Now I bought all the amenities that a turtle needs. A large terrarium, a heating unit, a feeding tank, and all sorts of little things that would make the turtle’s life in the terrarium that much sweeter. I started to feed the turtle live crickets and mealworms and it was here that I noticed that the gash in the back could not be left the way it was. The crickets would crawl into the gash stay there and then crawl out. I knew this was not a healthy, germ-free environment for the turtle. If this gash were left open, the turtle would not live very long due to germs and infections that might get in under the broken shell. I decided to contact my vet and see what could be done.
Unfortunately my vet did not handle reptiles, but they did refer me to a vet in my hometown of Broomfield that was even closer than my normal vet. I called the doctor up and gave him the information about the turtle. The doctor told me to bring the turtle in so that he could do an evaluation and see exactly what happened to the turtle’s shell.

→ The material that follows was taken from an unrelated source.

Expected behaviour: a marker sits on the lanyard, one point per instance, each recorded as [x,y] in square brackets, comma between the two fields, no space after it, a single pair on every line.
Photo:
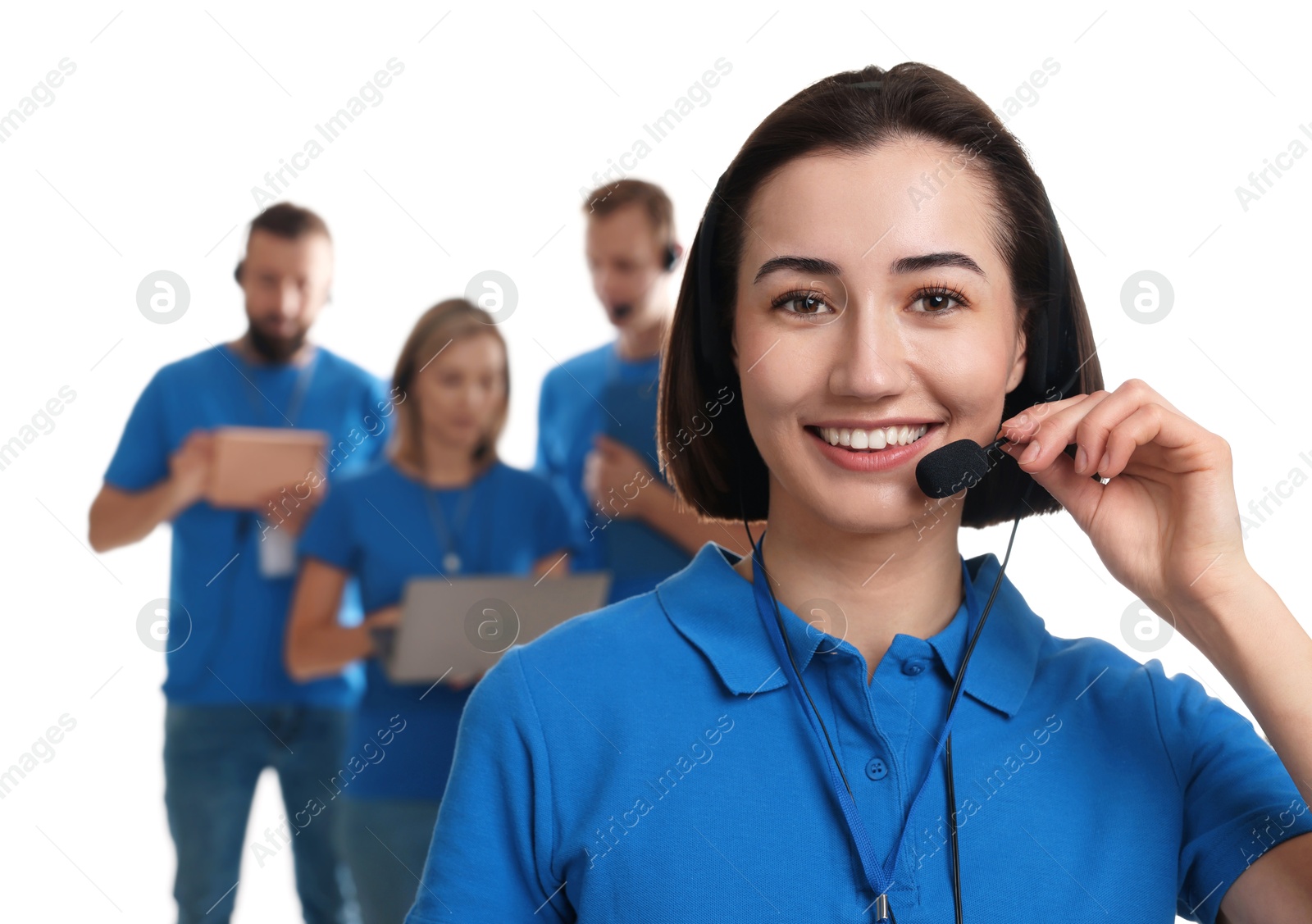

I brought the turtle in and the first thing the doctor said was that the gash in the shell would shorten the turtle’s life. The shell could not be left the way it was. I asked him what we could do, how we could help this turtle. He told me to take the weekend and contact the office on Monday morning to set up an appointment. On Monday I called and set up the appointment, and two days later the doctor was operating on the turtle.
Now the doctor himself had never done anything like this on a turtle and had to research the operation before he undertook it. The turtle was put under anesthesia and then the dead shell was removed so that only growing tissue was showing. After that was completed, the doctor put a bio-preen resin over the crack and filled it in. He then took five zip ties and pulled them tight to pull the shell together. Over all of this the doctor had cut off the back end of a latex glove and then instructed me that I needed to do the same for the next six weeks. You will see from the picture how the turtle looked after the operation was finalized.
Because of everything that happened with the turtle shell, Susan and I named the turtle “Hump-T.” The name was derived from the old nursery rhyme where “all the King’s horses and all the King’s men could not put Humpty Dumpty back together again.” In this case we actually did put Hump-T back together again.